Wal-Mart joins WWF in fight against illegal logging
Earlier this year the American discount department store committed to purchasing 100 per cent of its wild caught salmon from sources certified by the Marine Stewardship Council (MSC) within four years; WWF were co-founders of the MSC in 1997.
Now, by becoming a member of the Global Forest & Trade Network (GFTN), Wal-Mart has committed to using more wood from sustainable, certified sources and phasing out wood from illegal or non-sustainable sources.
“With nearly half of the world’s forests already gone, action is urgently needed,” said Suzanne Apple, WWF-US vice-president for Business & Industry. “Wal-Mart’s commitment to support responsible forestry answers that call to action.”
The United States is the largest consumer of industrial timber, pulp and paper in the world. The US is also among the top destinations for imports of wood from areas where illegal logging and trade are common such as Indonesia, China and Brazil. Thus, the US market is critical to protecting forests worldwide.
Wal-Mart sources wood for furniture from the Amazon, Russia, northern China, Indonesia and the Mekong region of south-east Asia. These areas include some of the most biologically diverse places on earth, places that WWF is working to protect.

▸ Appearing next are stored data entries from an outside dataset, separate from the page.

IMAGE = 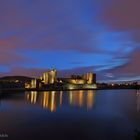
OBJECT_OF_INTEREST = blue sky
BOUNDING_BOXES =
[0,0,140,82]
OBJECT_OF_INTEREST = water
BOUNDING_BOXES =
[0,90,140,140]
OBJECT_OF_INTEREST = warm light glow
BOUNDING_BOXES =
[79,90,84,107]
[31,79,37,88]
[31,91,37,104]
[43,92,49,108]
[69,91,84,107]
[69,91,73,105]
[25,90,96,112]
[43,72,49,84]
[83,84,97,89]
[87,90,95,109]
[68,84,75,90]
[60,91,63,106]
[42,69,57,84]
[50,91,56,112]
[25,93,30,100]
[25,83,31,89]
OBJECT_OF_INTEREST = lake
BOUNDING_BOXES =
[0,90,140,140]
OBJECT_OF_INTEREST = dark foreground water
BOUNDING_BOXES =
[0,90,140,140]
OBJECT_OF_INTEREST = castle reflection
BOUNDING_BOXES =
[68,90,95,109]
[136,90,140,112]
[25,90,96,112]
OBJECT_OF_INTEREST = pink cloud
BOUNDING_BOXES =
[101,0,140,30]
[0,37,34,65]
[109,49,140,75]
[0,67,47,78]
[100,0,140,47]
[0,0,100,54]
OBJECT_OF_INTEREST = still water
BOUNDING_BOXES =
[0,90,140,140]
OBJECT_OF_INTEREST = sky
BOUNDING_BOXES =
[0,0,140,82]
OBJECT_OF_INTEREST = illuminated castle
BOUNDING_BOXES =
[42,69,57,84]
[59,72,96,85]
[25,69,57,89]
[83,72,96,84]
[25,69,96,89]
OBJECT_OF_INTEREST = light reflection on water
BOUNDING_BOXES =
[136,90,140,112]
[0,90,140,140]
[25,90,96,112]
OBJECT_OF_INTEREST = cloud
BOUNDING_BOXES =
[0,0,139,82]
[101,0,140,30]
[0,67,47,78]
[0,0,100,54]
[0,66,97,80]
[0,0,115,70]
[99,49,140,82]
[101,0,140,45]
[109,49,140,74]
[0,37,30,65]
[58,66,95,78]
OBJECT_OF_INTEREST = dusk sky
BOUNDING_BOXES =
[0,0,140,82]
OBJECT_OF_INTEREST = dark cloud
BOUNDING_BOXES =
[0,37,31,65]
[101,0,140,45]
[101,0,140,30]
[0,0,99,54]
[98,0,140,81]
[58,66,95,78]
[0,0,101,68]
[97,49,140,82]
[109,49,140,74]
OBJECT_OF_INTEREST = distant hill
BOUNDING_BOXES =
[0,76,33,83]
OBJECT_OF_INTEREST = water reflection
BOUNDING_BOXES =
[87,90,95,109]
[0,90,140,140]
[25,91,58,112]
[136,90,140,112]
[68,90,95,109]
[25,90,96,112]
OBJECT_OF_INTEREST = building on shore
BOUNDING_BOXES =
[25,69,96,89]
[25,69,57,89]
[42,69,57,84]
[58,72,96,85]
[83,73,96,84]
[25,79,42,89]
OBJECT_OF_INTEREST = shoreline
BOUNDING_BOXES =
[0,87,139,92]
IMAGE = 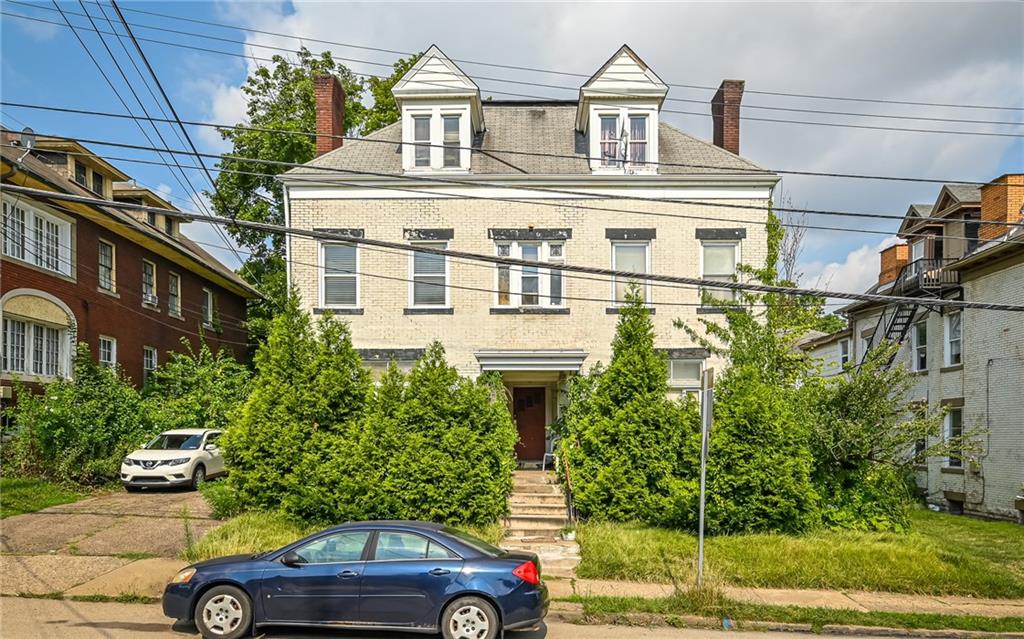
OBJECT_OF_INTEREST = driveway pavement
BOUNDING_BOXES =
[0,596,915,639]
[1,489,220,597]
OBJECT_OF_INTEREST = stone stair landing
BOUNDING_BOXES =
[503,470,580,578]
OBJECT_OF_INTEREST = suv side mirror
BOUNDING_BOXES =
[281,551,306,567]
[204,443,218,451]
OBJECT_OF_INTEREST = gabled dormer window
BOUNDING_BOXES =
[413,116,430,167]
[600,115,619,166]
[402,108,470,171]
[629,116,648,165]
[442,115,461,168]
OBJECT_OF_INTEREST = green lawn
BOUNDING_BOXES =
[0,477,87,518]
[569,593,1024,635]
[576,508,1024,598]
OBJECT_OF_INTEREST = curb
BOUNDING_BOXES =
[547,611,1024,638]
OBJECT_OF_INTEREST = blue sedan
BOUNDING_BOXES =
[163,520,548,639]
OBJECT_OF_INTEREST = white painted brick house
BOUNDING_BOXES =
[800,175,1023,521]
[282,45,779,460]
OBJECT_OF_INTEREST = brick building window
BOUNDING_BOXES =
[98,240,115,292]
[322,243,358,307]
[202,288,216,327]
[945,408,963,468]
[143,346,157,385]
[168,273,181,317]
[701,242,738,303]
[410,242,447,307]
[945,313,962,366]
[912,321,927,371]
[2,318,64,377]
[494,241,564,308]
[2,196,72,276]
[2,318,27,373]
[99,336,117,368]
[142,260,157,306]
[2,199,26,260]
[612,242,649,304]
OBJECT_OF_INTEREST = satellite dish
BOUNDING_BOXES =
[20,127,35,150]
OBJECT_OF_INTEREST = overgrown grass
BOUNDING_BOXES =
[0,477,87,518]
[569,592,1024,634]
[69,593,160,605]
[576,508,1024,598]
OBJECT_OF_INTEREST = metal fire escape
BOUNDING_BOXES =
[860,258,960,367]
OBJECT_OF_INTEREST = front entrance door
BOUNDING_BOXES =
[513,387,546,460]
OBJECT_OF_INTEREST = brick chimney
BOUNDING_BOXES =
[712,79,744,155]
[878,244,909,285]
[314,74,345,157]
[979,173,1024,241]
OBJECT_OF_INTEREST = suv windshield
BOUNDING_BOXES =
[441,527,506,557]
[145,433,203,450]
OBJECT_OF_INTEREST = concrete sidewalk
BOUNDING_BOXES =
[547,578,1024,618]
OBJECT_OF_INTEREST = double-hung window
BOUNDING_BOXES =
[669,358,702,390]
[322,243,358,307]
[628,115,648,165]
[142,260,157,305]
[2,318,64,377]
[2,196,72,276]
[2,318,28,374]
[611,242,649,304]
[945,313,962,366]
[839,339,851,366]
[945,408,963,468]
[99,336,116,368]
[495,241,564,308]
[410,242,448,307]
[74,161,87,185]
[168,273,181,317]
[2,198,26,261]
[98,240,115,292]
[202,289,216,327]
[599,115,619,166]
[701,242,738,303]
[36,216,62,272]
[143,346,157,385]
[413,116,431,168]
[442,115,461,168]
[91,172,104,196]
[912,321,927,371]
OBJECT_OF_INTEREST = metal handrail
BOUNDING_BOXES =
[560,444,577,523]
[894,258,959,294]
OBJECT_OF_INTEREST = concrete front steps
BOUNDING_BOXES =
[504,470,580,578]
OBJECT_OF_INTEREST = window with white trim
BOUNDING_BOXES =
[669,358,702,389]
[599,115,619,166]
[322,243,358,307]
[912,321,927,371]
[945,313,961,366]
[839,339,851,365]
[2,317,65,377]
[413,116,430,168]
[98,240,115,292]
[74,161,87,185]
[701,242,738,303]
[442,115,461,168]
[945,408,963,468]
[628,115,647,166]
[611,242,649,304]
[1,196,72,276]
[99,335,116,368]
[168,273,181,317]
[495,241,564,308]
[410,242,448,307]
[142,260,157,305]
[143,346,157,385]
[201,289,216,327]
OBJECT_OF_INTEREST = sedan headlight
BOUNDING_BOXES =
[166,458,190,466]
[170,568,196,584]
[122,457,134,466]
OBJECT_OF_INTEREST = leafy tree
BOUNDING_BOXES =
[220,295,371,511]
[143,338,250,431]
[562,289,697,526]
[362,53,422,134]
[3,345,156,484]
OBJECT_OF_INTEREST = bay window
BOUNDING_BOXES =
[322,243,358,307]
[701,242,738,303]
[411,242,448,307]
[611,242,649,304]
[495,241,564,308]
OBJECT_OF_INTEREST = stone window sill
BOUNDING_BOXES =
[941,466,965,475]
[97,287,120,299]
[606,307,655,315]
[404,307,454,315]
[491,307,570,315]
[940,364,963,373]
[313,307,364,315]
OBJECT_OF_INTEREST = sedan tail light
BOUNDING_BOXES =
[512,560,540,585]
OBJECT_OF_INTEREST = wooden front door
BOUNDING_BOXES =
[513,387,546,460]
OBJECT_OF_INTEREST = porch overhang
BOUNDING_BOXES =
[475,349,588,372]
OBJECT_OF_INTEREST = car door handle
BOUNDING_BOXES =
[337,570,359,579]
[429,568,451,576]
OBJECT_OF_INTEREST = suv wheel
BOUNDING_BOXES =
[194,585,251,639]
[191,465,206,491]
[442,596,499,639]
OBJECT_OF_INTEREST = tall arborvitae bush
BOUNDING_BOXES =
[561,289,698,526]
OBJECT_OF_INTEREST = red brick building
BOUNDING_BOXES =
[2,135,258,404]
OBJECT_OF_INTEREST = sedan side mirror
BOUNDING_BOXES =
[281,551,306,567]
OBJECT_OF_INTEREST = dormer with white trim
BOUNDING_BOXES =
[576,45,668,175]
[392,45,485,173]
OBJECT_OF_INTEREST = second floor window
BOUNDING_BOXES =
[142,260,157,304]
[612,242,649,304]
[98,240,115,291]
[839,339,851,365]
[322,243,358,307]
[442,115,461,167]
[495,242,564,308]
[701,242,738,303]
[202,289,216,327]
[629,115,648,165]
[2,196,72,276]
[945,313,962,366]
[913,320,927,371]
[168,273,181,317]
[413,116,430,167]
[946,408,963,468]
[411,242,447,307]
[3,199,26,261]
[99,335,116,368]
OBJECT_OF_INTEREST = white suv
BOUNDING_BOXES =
[121,429,225,491]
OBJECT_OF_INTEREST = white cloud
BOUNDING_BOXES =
[801,235,900,296]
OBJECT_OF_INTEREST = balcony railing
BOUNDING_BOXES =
[893,258,959,295]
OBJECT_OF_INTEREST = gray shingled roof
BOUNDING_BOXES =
[287,102,766,177]
[943,184,981,204]
[909,203,932,217]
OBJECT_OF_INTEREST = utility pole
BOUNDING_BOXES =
[697,367,714,590]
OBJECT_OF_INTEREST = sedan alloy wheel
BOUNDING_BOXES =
[443,596,497,639]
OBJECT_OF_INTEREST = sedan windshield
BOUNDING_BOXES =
[145,434,203,450]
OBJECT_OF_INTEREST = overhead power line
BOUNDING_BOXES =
[3,100,1011,187]
[3,8,1023,139]
[37,0,1024,114]
[5,184,1023,312]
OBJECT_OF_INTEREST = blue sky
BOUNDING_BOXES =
[3,1,1022,294]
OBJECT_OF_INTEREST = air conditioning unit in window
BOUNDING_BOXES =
[143,293,159,306]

Within one year, Wal-Mart will complete an assessment of where its wood is coming from and whether it is legal and well managed. Once the assessment is complete Wal-Mart has committed to eliminating wood from illegal and unknown sources within five years.
“One of our goals at Wal-Mart is to sell products that sustain and protect our resources,” said Matt Kistler, Wal-Mart’s senior vice-president of Sustainability. “By joining the GFTN we can further this goal by providing our customers with a reliable supply of wood products that come from responsibly managed forests.”
The GFTN is a WWF initiative to combat illegal and unsustainable logging. The network promotes responsible management of valuable and threatened forests in the Amazon, Amur-Heilong (Russia), Borneo, Sumatra, Congo, Mekong (Southeast Asia) and other areas where forests are threatened.